17. Urteil vom 14. März 1977 i.S. X. gegen Eidg. Steuerverwaltung Regeste

    Warenumsatzsteuer. Revision eines rechtskräftigen erstinstanzlichen
Entscheids, Voraussetzungen.

    Revisionsgründe nach der Rechtsprechung des Bundesgerichts in
eidgenössischen Abgabesachen und nach Art. 66 VwVG (Erw. 1). Ist diese
Bestimmung hier sinngemäss anwendbar? Frage offengelassen (Erw. 2).

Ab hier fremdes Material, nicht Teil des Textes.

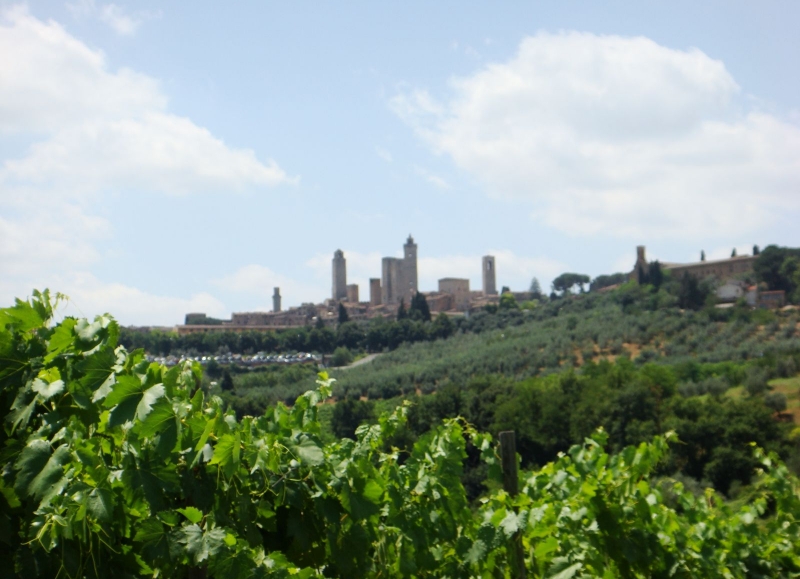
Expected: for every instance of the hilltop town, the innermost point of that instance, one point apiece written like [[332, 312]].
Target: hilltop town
[[398, 285]]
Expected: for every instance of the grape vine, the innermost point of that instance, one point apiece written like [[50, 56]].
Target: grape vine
[[111, 463]]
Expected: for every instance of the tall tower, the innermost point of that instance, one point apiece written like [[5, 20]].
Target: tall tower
[[374, 291], [339, 276], [390, 271], [409, 269], [276, 300], [489, 276]]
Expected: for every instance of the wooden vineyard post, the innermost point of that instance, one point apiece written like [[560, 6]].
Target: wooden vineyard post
[[508, 451]]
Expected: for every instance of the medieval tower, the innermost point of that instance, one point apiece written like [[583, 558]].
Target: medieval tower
[[339, 276], [399, 275], [489, 279], [276, 300]]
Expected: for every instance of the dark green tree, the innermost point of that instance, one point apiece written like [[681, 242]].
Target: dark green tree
[[691, 294], [508, 302], [602, 281], [350, 335], [341, 357], [442, 327], [227, 381], [536, 289], [419, 309], [349, 414]]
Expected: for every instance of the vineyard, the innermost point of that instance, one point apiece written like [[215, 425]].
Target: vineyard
[[114, 463]]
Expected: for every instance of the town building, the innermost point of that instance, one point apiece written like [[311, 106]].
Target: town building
[[339, 264], [459, 289], [720, 268], [399, 275], [489, 280]]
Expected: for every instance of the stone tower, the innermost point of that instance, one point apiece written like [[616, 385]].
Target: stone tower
[[276, 300], [374, 291], [390, 280], [409, 270], [339, 276], [489, 276], [399, 275]]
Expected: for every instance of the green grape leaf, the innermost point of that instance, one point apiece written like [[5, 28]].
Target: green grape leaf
[[22, 317], [61, 340], [558, 571], [22, 408], [149, 397], [194, 515], [97, 369], [100, 504], [476, 552], [154, 539], [226, 454], [308, 451], [40, 468], [199, 545], [45, 390], [125, 388]]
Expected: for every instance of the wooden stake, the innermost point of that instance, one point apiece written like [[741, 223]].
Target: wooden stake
[[508, 453]]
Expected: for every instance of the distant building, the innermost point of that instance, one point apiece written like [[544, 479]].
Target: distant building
[[730, 292], [374, 291], [276, 300], [459, 289], [339, 266], [399, 275], [489, 276], [721, 268], [352, 293], [772, 300]]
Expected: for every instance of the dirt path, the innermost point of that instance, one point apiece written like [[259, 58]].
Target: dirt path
[[364, 360]]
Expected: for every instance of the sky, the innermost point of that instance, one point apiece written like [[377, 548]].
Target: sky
[[163, 158]]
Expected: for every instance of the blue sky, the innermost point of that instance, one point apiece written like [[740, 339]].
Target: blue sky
[[160, 158]]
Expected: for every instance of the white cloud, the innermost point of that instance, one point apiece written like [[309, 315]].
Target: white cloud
[[94, 132], [384, 154], [435, 180], [259, 281], [90, 296], [512, 270], [603, 134], [114, 16]]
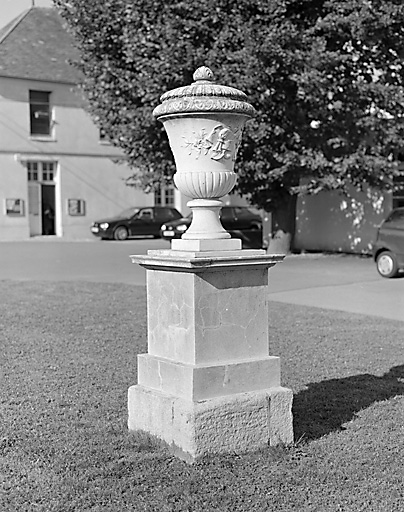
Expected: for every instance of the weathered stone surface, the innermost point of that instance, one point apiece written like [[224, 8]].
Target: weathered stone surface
[[208, 318], [198, 382], [237, 423], [208, 383]]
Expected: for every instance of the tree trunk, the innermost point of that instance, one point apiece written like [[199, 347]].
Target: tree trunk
[[283, 226]]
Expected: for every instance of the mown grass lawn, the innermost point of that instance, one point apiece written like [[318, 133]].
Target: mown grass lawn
[[68, 356]]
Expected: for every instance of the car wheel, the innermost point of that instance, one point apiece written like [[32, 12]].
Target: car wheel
[[121, 233], [386, 264]]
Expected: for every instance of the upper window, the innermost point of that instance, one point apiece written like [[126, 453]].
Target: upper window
[[41, 171], [40, 112], [164, 196]]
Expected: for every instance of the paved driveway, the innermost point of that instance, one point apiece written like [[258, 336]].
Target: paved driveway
[[347, 283]]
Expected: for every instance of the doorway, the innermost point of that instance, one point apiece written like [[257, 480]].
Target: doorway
[[41, 198]]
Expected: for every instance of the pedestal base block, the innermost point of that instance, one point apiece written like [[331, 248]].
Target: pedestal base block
[[231, 424]]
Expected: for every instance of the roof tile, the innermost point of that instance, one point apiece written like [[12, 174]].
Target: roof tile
[[37, 46]]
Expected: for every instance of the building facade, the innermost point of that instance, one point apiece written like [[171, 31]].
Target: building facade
[[57, 173]]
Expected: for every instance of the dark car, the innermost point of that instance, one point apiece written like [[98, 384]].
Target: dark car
[[134, 222], [240, 221], [388, 250]]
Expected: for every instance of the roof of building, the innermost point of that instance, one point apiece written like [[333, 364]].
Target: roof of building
[[37, 46]]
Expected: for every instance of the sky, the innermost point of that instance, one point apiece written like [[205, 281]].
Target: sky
[[9, 9]]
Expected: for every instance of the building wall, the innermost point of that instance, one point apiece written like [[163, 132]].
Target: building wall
[[87, 169], [100, 183], [334, 222], [13, 186]]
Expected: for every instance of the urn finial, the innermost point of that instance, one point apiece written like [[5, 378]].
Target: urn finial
[[203, 73]]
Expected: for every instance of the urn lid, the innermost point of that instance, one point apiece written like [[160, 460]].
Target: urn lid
[[204, 95]]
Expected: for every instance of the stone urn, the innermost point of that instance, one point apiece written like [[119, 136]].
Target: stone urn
[[204, 123]]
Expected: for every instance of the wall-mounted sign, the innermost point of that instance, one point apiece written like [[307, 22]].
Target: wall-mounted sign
[[15, 207], [76, 207]]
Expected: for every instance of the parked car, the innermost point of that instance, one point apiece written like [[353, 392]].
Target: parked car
[[134, 222], [240, 221], [388, 249]]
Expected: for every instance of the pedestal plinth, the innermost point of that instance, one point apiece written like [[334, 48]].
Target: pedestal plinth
[[208, 383]]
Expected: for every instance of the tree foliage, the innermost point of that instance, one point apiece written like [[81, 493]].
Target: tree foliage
[[325, 76]]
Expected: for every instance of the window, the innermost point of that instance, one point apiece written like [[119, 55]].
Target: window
[[15, 207], [164, 197], [41, 171], [76, 207], [40, 112]]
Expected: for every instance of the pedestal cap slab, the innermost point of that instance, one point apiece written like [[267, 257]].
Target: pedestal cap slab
[[199, 261]]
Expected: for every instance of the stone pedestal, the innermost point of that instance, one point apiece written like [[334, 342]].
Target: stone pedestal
[[208, 383]]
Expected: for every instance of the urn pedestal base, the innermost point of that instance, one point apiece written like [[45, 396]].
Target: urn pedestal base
[[209, 383], [236, 423]]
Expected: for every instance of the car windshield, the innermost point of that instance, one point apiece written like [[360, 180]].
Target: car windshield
[[129, 212]]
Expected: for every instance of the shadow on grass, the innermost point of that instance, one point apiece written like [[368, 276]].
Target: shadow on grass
[[325, 406]]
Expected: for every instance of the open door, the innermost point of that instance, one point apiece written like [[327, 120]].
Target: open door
[[48, 209], [34, 208]]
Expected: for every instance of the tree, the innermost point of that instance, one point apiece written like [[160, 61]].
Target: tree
[[325, 76]]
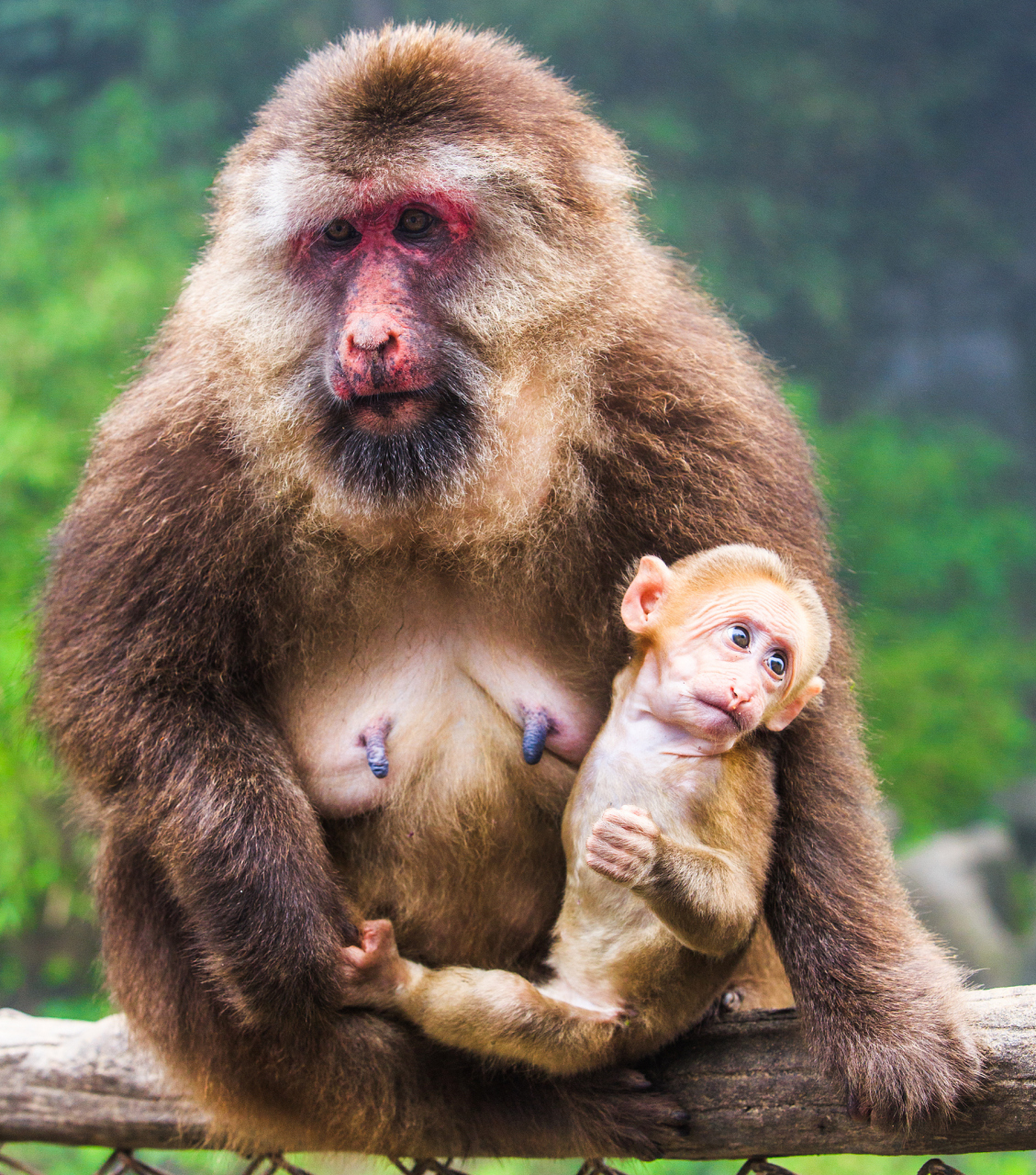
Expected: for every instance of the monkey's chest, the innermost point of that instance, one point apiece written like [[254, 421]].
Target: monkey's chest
[[435, 699]]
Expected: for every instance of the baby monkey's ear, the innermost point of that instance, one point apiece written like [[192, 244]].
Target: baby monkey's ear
[[645, 594], [791, 710]]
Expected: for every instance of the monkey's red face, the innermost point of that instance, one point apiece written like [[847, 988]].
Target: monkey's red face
[[396, 386]]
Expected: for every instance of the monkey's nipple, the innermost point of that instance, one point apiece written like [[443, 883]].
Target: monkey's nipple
[[373, 739], [538, 726]]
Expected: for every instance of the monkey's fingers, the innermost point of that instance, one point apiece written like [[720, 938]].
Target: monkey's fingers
[[615, 865], [629, 819]]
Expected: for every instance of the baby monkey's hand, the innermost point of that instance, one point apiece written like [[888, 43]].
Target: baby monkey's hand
[[623, 845], [373, 974]]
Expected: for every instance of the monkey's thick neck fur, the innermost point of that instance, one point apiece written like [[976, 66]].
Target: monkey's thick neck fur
[[228, 561]]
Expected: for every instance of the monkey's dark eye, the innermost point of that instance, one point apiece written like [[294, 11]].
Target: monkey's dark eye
[[741, 636], [415, 222], [340, 233], [778, 664]]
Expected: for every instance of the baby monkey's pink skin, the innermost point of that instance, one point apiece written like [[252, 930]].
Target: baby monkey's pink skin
[[667, 831]]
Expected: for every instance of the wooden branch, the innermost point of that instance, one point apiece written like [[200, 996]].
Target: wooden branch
[[747, 1083]]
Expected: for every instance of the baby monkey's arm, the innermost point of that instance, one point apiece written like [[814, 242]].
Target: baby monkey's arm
[[709, 898]]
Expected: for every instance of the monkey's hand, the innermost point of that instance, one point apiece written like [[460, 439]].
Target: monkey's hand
[[624, 845], [373, 976]]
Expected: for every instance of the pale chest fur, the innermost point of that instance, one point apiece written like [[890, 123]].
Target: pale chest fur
[[456, 837]]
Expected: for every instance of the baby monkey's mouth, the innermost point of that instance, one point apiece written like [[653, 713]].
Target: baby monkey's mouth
[[718, 717]]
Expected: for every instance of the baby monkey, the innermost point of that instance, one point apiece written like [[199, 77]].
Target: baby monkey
[[667, 832]]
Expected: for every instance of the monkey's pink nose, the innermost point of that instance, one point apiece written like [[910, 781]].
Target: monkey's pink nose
[[367, 335]]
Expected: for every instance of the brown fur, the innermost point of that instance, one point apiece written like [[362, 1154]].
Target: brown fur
[[706, 885], [647, 940], [212, 558]]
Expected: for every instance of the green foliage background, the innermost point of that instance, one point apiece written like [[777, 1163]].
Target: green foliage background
[[805, 151]]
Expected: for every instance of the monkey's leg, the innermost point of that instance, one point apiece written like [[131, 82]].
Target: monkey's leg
[[355, 1081], [880, 1000], [502, 1015]]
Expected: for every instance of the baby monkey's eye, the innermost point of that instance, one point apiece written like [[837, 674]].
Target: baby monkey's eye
[[778, 664]]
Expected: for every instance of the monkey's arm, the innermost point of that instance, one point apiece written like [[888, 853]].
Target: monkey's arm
[[150, 655], [496, 1014], [708, 897]]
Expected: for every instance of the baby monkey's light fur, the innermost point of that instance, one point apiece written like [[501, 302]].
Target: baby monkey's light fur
[[645, 941]]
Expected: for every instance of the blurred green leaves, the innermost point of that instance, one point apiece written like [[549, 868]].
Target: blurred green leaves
[[939, 554], [87, 264]]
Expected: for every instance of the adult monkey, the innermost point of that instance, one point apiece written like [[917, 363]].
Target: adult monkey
[[343, 566]]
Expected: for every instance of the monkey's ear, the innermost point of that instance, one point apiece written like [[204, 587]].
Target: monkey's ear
[[779, 721], [645, 594]]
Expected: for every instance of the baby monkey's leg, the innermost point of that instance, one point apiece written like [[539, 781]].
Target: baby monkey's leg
[[494, 1013]]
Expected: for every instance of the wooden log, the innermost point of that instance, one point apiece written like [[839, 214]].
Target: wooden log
[[746, 1081]]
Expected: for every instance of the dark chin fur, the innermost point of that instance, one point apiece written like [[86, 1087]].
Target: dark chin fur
[[418, 462]]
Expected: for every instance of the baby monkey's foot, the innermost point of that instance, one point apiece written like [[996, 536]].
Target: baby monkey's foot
[[373, 974], [623, 845]]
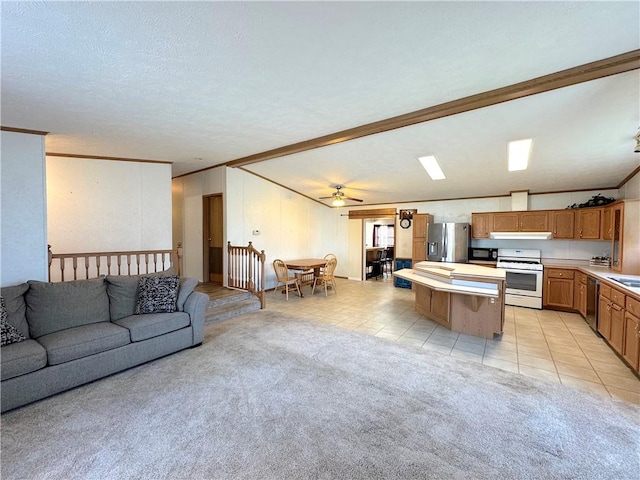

    Die Revision kann nicht aus Gründen verlangt werden, die der
Gesuchsteller bei Anwendung der ihm zumutbaren Sorgfalt im ordentlichen
Rechtsmittelverfahren hätte geltend machen können (Erw. 3).

Sachverhalt

    A.- X. ist steuerpflichtiger Grossist im Sinne des
Warenumsatzsteuerbeschlusses. Aufgrund einer bei ihm vorgenommenen
Kontrolle gelangte die Eidg. Steuerverwaltung (EStV) zum Schluss, dass
seine Buchhaltung den Anforderungen nicht genüge. Sie fand, dass er für
die in den Zeitraum vom 1. Januar 1970 bis zum 31. Dezember 1973 fallenden
Steuerperioden zu wenig Warenumsatzsteuern entrichtet habe. Gestützt auf
ihre Berechnungen forderte sie von ihm einen Steuerbetrag von Fr. 8'612.--
nebst Verzugszins nach. Sie bestätigte die Forderung durch Entscheid
vom 30. Oktober 1975. Der Steuerpflichtige erhob hiegegen Einsprache,
reichte sie aber zu spät ein, so dass darauf nicht eingetreten wurde.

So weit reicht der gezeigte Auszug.